Validate critical components after loading:

def validate_checkpoint(loaded_data, expected_shapes):
    for key, expected_shape in expected_shapes.items():
        if key in loaded_data:
            actual_shape = loaded_data[key].shape
            if actual_shape != expected_shape:
                raise ValueError(f"Shape mismatch for {key}: expected {expected_shape}, got {actual_shape}")
        else:
            raise ValueError(f"Missing key in checkpoint: {key}")
    return True


# Example validation
expected_shapes = {
    'weights': (2, 2),
    'bias': (2,)
}

try:
    loaded_data = braintools.file.msgpack_load("checkpoints/model_checkpoint.msgpack")
    validate_checkpoint(loaded_data, expected_shapes)
    print("Checkpoint validation passed!")
except ValueError as e:
    print(f"Validation failed: {e}")
Loading checkpoint from model_checkpoint.msgpack
Checkpoint validation passed!
import os
import jax


def training_loop_with_checkpointing():
    checkpoint_dir = "checkpoints"
    os.makedirs(checkpoint_dir, exist_ok=True)

    # Example training parameters
    num_epochs = 100
    checkpoint_interval = 10

    # Mock model state and optimizer state
    model_state = {'weights': jnp.ones((10, 10)), 'bias': jnp.zeros(10)}
    optimizer_state = {'momentum': jnp.zeros((10, 10)), 'step': 0}

    def train_step(model_state, batch):
        # Mock training step
        return model_state

    for epoch in range(num_epochs):
        # Mock batch
        batch = jnp.ones((32, 10))

        # Training step
        model_state = train_step(model_state, batch)

        # Checkpoint every N epochs
        if epoch % checkpoint_interval == 0:
            checkpoint_path = f"{checkpoint_dir}/checkpoint_epoch_{epoch}.msgpack"
            checkpoint_data = {
                'model_state': model_state,
                'epoch': epoch,
                'optimizer_state': optimizer_state,
                'rng_state': jax.random.PRNGKey(42)  # In practice, use current RNG state
            }
            braintools.file.msgpack_save(checkpoint_path, checkpoint_data)
            print(f"Checkpoint saved at epoch {epoch}")

        # Break early for demo
        if epoch >= 20:
            break


# Run the training loop
training_loop_with_checkpointing()
Saving checkpoint into checkpoints/checkpoint_epoch_0.msgpack
Checkpoint saved at epoch 0
Saving checkpoint into checkpoints/checkpoint_epoch_10.msgpack
Checkpoint saved at epoch 10
Saving checkpoint into checkpoints/checkpoint_epoch_20.msgpack
Checkpoint saved at epoch 20

4. Regular Checkpointing During Training#

Conclusion#

BrainTools’ checkpointing system provides a robust and flexible way to save and restore model states.
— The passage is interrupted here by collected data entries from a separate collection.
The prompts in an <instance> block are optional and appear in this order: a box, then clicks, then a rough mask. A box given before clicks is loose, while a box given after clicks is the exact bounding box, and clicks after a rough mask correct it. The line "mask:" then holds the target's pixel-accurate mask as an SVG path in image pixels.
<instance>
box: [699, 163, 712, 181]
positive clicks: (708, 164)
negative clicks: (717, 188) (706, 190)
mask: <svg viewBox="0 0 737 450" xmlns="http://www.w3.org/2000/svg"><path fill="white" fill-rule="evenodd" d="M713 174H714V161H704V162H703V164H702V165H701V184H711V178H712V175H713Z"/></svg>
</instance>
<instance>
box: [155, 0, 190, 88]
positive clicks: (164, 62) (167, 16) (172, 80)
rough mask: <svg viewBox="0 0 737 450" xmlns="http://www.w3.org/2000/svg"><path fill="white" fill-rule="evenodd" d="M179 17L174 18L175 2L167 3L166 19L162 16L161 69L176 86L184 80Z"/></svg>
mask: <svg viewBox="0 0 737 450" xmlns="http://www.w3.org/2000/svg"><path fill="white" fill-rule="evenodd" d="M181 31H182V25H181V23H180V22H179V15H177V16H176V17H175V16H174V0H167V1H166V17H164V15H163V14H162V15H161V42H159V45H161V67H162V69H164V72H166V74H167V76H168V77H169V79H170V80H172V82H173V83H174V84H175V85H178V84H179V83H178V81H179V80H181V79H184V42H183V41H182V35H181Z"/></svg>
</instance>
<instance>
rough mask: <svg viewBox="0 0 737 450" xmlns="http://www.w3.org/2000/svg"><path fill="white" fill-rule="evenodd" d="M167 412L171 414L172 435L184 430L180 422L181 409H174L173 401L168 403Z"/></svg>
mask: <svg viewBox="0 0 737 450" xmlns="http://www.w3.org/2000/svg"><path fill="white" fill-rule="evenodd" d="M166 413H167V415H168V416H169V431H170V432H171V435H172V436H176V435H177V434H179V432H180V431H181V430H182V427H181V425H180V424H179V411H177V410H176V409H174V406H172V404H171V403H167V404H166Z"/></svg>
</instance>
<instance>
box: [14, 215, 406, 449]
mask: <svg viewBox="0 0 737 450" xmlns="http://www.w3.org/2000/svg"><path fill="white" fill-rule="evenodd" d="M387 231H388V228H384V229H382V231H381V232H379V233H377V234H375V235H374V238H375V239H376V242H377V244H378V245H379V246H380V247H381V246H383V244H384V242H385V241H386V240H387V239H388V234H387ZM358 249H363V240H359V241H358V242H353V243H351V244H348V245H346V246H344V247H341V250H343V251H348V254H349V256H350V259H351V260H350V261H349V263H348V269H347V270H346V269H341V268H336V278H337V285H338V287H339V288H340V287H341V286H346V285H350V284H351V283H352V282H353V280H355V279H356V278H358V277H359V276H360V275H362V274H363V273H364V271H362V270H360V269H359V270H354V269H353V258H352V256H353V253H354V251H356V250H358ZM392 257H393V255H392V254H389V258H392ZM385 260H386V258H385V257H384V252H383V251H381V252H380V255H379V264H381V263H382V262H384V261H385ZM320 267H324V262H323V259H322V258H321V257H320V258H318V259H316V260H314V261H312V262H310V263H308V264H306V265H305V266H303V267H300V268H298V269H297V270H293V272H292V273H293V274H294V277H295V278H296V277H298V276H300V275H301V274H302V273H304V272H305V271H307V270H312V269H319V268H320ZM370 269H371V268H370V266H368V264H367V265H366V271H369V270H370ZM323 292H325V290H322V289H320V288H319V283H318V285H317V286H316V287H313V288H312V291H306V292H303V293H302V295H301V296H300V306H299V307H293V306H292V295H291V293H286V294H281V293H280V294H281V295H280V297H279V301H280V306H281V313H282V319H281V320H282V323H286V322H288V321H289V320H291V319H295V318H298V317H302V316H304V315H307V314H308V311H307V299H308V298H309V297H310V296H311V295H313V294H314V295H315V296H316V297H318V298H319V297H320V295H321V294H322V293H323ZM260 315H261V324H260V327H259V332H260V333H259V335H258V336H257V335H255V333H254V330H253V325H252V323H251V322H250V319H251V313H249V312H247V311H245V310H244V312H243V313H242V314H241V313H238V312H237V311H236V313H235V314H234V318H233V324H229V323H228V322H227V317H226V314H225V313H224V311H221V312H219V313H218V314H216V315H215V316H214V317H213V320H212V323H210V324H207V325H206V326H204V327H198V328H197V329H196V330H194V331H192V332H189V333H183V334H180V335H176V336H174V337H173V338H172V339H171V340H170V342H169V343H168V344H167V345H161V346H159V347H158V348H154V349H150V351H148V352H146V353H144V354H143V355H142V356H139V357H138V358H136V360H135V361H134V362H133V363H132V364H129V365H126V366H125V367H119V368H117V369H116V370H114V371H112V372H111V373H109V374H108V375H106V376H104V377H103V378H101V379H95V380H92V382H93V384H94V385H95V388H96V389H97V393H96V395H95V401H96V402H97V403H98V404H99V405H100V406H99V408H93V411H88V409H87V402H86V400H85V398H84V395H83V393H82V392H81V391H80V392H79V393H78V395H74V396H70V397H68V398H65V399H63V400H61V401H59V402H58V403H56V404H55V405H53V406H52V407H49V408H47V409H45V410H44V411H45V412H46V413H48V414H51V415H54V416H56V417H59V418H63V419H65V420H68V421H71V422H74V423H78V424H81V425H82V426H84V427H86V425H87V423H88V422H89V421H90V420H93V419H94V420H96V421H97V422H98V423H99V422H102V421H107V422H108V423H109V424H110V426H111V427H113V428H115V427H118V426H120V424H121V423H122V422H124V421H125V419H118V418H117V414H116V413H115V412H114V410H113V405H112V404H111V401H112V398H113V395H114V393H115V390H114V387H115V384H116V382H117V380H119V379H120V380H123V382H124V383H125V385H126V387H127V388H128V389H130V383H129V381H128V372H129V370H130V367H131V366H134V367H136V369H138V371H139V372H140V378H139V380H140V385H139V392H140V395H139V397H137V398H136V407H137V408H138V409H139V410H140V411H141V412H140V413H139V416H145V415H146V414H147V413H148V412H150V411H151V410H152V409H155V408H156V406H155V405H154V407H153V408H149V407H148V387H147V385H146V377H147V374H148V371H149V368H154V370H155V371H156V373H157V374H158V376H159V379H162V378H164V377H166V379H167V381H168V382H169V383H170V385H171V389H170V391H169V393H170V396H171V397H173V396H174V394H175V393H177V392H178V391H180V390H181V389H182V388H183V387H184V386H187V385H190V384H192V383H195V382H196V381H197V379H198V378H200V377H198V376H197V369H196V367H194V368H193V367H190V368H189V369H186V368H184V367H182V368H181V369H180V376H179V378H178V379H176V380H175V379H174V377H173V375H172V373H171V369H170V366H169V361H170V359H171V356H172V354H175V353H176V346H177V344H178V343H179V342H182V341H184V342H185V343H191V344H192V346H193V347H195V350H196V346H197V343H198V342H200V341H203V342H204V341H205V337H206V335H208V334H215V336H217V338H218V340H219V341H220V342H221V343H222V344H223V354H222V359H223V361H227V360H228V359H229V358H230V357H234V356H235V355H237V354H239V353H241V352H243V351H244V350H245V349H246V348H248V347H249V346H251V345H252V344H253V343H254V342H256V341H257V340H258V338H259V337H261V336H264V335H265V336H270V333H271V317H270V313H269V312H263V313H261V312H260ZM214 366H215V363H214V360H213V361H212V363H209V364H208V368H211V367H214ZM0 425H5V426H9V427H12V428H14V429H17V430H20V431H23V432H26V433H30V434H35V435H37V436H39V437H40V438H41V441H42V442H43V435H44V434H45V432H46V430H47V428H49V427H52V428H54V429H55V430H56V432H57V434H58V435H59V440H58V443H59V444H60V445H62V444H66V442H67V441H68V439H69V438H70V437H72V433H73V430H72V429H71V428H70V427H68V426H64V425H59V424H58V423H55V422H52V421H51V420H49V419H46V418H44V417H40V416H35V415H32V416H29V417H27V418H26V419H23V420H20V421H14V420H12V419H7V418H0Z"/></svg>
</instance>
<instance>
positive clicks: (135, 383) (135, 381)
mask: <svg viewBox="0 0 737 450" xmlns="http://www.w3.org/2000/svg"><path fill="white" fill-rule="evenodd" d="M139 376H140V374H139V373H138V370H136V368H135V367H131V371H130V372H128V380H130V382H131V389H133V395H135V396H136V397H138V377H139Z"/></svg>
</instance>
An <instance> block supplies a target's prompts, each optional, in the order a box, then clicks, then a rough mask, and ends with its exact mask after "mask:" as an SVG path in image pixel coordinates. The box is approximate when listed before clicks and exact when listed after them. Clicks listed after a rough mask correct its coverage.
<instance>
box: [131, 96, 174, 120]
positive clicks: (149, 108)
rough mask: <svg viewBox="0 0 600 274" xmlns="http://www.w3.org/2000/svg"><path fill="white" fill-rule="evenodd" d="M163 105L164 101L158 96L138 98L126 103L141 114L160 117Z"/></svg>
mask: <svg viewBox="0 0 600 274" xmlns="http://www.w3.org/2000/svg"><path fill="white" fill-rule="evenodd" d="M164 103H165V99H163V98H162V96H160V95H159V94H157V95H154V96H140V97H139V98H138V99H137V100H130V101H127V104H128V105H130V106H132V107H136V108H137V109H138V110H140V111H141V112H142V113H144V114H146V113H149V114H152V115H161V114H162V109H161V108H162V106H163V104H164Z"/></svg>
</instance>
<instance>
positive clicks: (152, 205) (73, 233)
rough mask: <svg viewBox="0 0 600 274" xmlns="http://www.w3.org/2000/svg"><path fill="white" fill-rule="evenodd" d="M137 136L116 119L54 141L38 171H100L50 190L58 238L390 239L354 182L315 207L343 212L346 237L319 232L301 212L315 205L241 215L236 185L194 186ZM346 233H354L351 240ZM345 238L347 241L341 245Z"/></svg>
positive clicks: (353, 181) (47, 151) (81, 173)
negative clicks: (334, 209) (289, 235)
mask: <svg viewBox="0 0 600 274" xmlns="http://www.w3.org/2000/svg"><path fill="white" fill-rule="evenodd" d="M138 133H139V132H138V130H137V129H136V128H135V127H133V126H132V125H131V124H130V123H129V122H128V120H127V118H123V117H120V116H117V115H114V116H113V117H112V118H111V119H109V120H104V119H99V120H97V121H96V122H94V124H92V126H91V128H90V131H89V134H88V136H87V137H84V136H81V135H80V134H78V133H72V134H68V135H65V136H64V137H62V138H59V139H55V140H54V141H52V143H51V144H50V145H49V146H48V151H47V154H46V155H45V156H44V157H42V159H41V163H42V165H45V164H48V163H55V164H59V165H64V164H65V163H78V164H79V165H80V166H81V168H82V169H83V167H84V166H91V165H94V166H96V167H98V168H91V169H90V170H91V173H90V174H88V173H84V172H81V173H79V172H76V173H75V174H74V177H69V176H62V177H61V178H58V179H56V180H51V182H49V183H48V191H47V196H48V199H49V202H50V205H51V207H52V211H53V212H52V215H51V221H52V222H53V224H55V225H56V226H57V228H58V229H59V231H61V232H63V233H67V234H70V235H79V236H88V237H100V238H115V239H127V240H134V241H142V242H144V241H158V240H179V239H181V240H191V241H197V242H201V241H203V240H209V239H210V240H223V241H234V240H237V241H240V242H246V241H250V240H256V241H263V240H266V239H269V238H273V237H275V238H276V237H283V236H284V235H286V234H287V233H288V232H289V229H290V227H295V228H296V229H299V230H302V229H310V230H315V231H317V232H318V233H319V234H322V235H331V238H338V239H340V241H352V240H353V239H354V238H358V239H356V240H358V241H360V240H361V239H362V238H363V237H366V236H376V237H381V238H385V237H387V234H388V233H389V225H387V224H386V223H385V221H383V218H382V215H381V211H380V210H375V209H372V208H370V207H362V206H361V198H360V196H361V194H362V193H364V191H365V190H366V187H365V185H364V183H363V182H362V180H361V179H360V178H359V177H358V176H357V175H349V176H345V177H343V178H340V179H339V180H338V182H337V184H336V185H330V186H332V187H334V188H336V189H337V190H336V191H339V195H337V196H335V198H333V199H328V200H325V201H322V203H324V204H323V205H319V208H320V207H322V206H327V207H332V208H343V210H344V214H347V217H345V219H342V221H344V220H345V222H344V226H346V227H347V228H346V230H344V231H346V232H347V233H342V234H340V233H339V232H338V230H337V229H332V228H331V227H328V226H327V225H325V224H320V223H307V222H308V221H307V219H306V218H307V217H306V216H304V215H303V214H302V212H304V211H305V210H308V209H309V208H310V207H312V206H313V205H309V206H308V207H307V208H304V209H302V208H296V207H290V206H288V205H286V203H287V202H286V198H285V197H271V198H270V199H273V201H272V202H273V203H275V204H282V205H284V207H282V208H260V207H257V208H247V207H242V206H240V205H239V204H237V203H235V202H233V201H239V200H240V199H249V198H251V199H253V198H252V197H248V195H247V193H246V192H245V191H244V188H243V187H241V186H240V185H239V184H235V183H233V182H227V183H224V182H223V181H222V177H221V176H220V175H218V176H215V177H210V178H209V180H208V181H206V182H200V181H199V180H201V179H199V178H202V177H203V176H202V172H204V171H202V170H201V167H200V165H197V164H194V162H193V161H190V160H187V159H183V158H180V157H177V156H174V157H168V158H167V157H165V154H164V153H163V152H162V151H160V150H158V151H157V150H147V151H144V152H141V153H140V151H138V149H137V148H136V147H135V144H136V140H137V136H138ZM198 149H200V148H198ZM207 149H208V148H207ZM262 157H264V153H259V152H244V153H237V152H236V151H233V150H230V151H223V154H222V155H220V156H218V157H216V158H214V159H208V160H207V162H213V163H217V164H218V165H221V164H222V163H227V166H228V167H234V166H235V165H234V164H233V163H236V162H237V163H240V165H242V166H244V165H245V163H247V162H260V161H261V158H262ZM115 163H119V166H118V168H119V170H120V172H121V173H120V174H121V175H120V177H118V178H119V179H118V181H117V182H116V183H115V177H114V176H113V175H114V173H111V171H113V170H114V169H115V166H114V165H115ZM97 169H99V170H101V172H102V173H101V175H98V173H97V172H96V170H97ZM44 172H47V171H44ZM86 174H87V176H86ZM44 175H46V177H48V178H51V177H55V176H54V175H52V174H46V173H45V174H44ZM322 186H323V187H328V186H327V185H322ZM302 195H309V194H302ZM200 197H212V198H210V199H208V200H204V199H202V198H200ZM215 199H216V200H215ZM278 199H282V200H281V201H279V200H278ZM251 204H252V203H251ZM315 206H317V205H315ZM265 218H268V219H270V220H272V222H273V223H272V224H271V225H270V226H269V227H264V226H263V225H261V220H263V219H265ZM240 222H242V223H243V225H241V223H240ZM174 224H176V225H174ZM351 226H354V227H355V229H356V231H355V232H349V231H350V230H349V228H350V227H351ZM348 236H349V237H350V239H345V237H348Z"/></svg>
Key features include:

  • Automatic serialization of JAX arrays, BrainState objects, and BrainUnit quantities

  • Custom object support through registration system

  • Flexible mismatch handling for evolving model architectures

  • Asynchronous saving for large models

  • Type safety through template-based loading

This system enables reliable model persistence for long training runs, model deployment, and collaborative research workflows.